BEIJING - The Associated Press

n this Thursday, May 21, 2015 photo released by China's Xinhua News Agency, residents move a motorcycle on a flooded street in Jiahui town of Gongcheng Yao Autonomous County, southwest China's Guangxi Zhuang Autonomous Region. AP Photo

The death toll in China's latest round of flooding has risen to at least 52, including two schoolchildren aboard a bus carrying more than twice its authorized passenger load that plunged into a pond, authorities said.

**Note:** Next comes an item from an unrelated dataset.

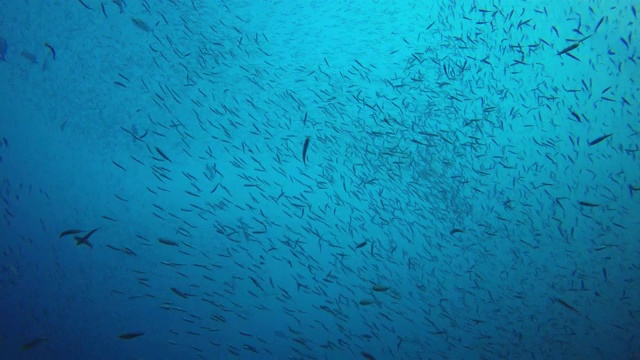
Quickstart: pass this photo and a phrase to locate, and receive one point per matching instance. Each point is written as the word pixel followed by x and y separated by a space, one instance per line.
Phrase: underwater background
pixel 319 179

At least six other people are missing in floods that have ravaged mountain districts of six provinces and autonomous regions in central and southeastern China. More than a quarter-million people have been moved to temporary shelters, and major damage has been inflicted on buildings and crops.
     
Apart from the two schoolchildren, 42 others have died due to floods and heavy rains, including 16 in the collapse of a nine-story building in the city of Guiyang following a landslide.
     
Seven other people were killed in the central province of Hunan when a bus skidded into a guardrail and overturned.
     
The Guangxi regional government said 21 other kindergarten students were sent to the hospital in the school bus accident on May 22, with three listed in serious condition. The bus was licensed to carry 11 people, but had a total of 26 on board.
     
The driver, teachers and school administrators have been taken into custody, the government said.

Overloaded buses have been involved in accidents killing scores of children in recent years as local schools are closed and consolidated into larger campuses farther away from the children's village homes.
     
Seasonal rains cause major flooding around China almost every year. The worst in recent history was in 1998, when 4,150 people died, most of them along the Yangtze River.
     
The massive Three Gorges Dam has largely contained Yangtze flooding, but the problem persists in other parts of the country.